Christie gives in to Democrats after 6-year fight over Supreme Court
A nearly six-year battle over the state Supreme Court finally ended Monday as Gov. Chris Christie announced he will nominate a Democrat he has known more than 15 years, Walter Timpone, as an associate justice.
With Senate President Stephen Sweeney at his side at the Statehouse, Christie announced the agreement and said he expected relatively swift approval. He said the deal should show residents that “we’re getting our jobs done.”

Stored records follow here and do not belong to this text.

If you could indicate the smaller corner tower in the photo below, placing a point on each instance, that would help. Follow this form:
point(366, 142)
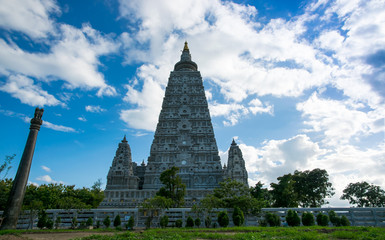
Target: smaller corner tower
point(236, 169)
point(121, 175)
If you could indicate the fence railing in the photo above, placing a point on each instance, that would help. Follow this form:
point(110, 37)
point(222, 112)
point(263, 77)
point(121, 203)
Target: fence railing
point(356, 216)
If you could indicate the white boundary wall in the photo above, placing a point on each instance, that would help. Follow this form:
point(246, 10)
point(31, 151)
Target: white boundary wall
point(356, 216)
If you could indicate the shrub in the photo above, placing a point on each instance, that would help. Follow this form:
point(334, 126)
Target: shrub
point(345, 221)
point(322, 219)
point(82, 225)
point(238, 217)
point(308, 219)
point(74, 223)
point(130, 224)
point(89, 222)
point(57, 222)
point(223, 219)
point(107, 222)
point(273, 219)
point(49, 224)
point(189, 222)
point(42, 219)
point(334, 219)
point(262, 222)
point(292, 218)
point(117, 221)
point(208, 221)
point(197, 222)
point(178, 223)
point(164, 221)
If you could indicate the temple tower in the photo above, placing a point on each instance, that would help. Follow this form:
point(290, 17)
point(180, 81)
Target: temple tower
point(184, 136)
point(120, 175)
point(236, 169)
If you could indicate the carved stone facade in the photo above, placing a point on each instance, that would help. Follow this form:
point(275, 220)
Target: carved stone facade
point(236, 169)
point(121, 174)
point(184, 138)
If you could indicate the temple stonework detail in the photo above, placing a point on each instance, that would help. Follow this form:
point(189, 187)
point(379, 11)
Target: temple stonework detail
point(184, 138)
point(236, 169)
point(121, 175)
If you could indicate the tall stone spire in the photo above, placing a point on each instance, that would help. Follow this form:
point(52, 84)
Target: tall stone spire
point(16, 196)
point(236, 169)
point(185, 63)
point(120, 175)
point(184, 136)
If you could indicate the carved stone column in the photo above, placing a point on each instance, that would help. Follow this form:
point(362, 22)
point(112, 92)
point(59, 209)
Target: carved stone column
point(16, 196)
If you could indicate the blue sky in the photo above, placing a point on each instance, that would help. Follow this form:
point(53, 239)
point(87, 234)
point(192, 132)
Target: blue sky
point(299, 84)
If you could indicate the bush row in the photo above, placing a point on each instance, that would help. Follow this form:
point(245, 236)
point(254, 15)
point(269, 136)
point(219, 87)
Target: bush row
point(307, 218)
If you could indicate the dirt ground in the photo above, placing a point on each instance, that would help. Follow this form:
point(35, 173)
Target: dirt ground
point(49, 236)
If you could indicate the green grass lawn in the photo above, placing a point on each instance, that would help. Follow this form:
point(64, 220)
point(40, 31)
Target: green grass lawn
point(245, 233)
point(236, 233)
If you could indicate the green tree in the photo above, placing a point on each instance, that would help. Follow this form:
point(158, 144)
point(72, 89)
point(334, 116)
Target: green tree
point(364, 194)
point(345, 221)
point(179, 223)
point(174, 189)
point(131, 223)
point(6, 166)
point(292, 218)
point(117, 221)
point(273, 219)
point(89, 222)
point(74, 223)
point(42, 221)
point(152, 205)
point(238, 217)
point(208, 221)
point(197, 222)
point(189, 222)
point(312, 187)
point(283, 192)
point(263, 195)
point(107, 222)
point(223, 219)
point(57, 222)
point(5, 188)
point(305, 189)
point(322, 219)
point(163, 221)
point(308, 219)
point(231, 194)
point(334, 219)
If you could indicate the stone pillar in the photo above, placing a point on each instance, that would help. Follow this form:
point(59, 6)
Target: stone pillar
point(16, 196)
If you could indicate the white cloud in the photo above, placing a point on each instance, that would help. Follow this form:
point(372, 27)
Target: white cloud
point(339, 121)
point(145, 116)
point(33, 183)
point(30, 17)
point(59, 128)
point(94, 109)
point(48, 179)
point(24, 89)
point(233, 112)
point(276, 62)
point(344, 163)
point(47, 169)
point(73, 57)
point(83, 119)
point(45, 178)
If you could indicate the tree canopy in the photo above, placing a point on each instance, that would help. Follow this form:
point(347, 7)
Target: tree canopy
point(55, 196)
point(231, 194)
point(305, 189)
point(364, 194)
point(173, 188)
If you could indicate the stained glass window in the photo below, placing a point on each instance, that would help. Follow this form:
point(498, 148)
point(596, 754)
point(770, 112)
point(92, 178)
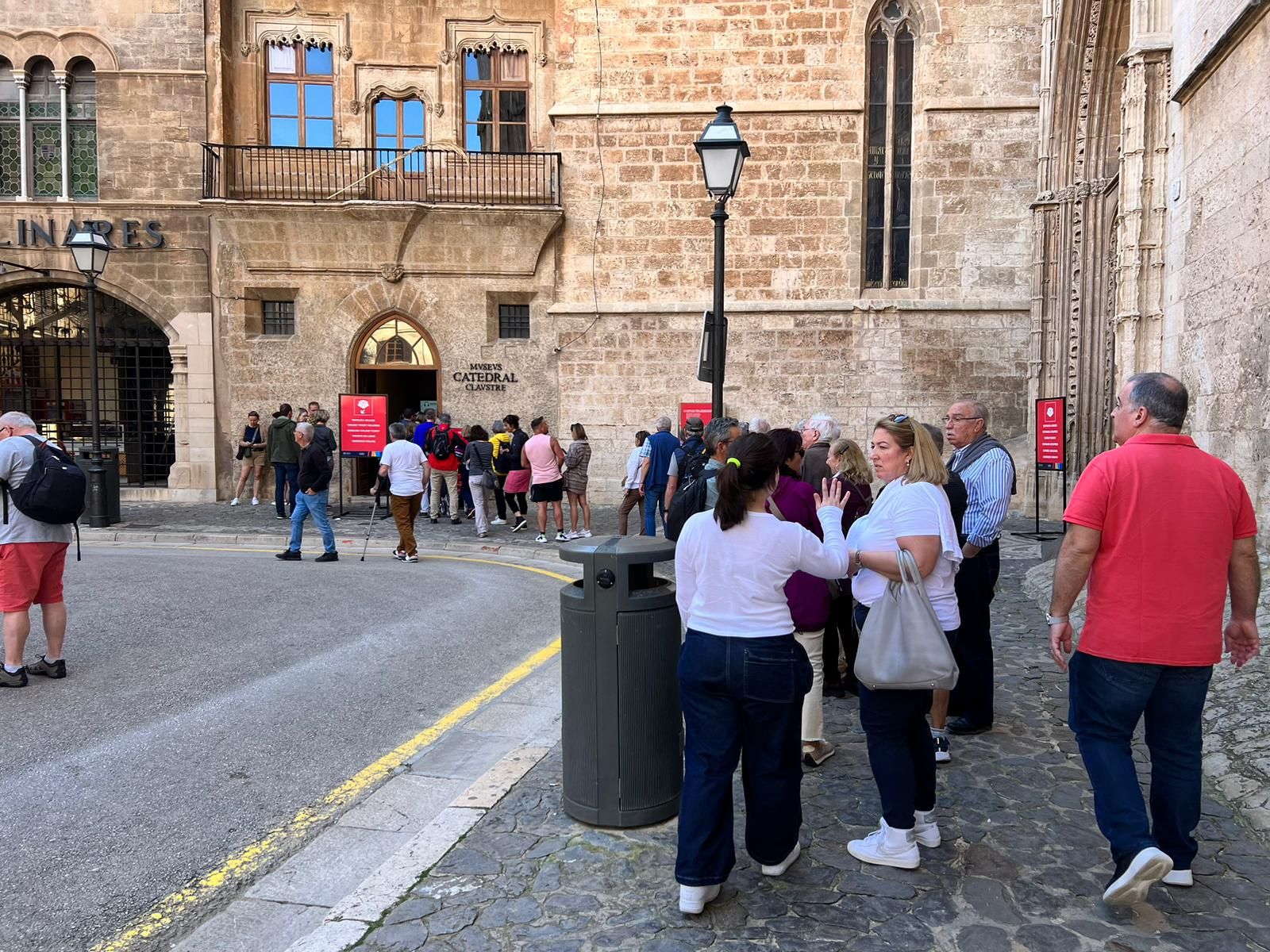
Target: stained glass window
point(395, 342)
point(889, 144)
point(495, 102)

“The Senate president and I have worked hard over the years to try to make sure that things are accomplished for the people of this state. A judicial nomination process which works appropriately is something that the state needs and something that I am relieved to make sure continues for the state from here,” Christie said.
Timpone, 65, a resident of Cranford, is a partner at the law firm of McElroy, Deutsch, Mulvaney & Carpenter. He was a federal prosecutor for 11 years, starting in 1984, where he was chief of the public corruption unit. He’s currently a member of the state Election Law Enforcement Commission.
“This is a magical day for me, one that I could have never imagined ever coming. It’s humbling. It’s exciting. And I hope to do a great job,” Timpone said.
In May 2010, Christie declined to renominate Associate Justice John Wallace Jr. to continue on the Supreme Court, angering Democrats who said he didn’t merit losing his position.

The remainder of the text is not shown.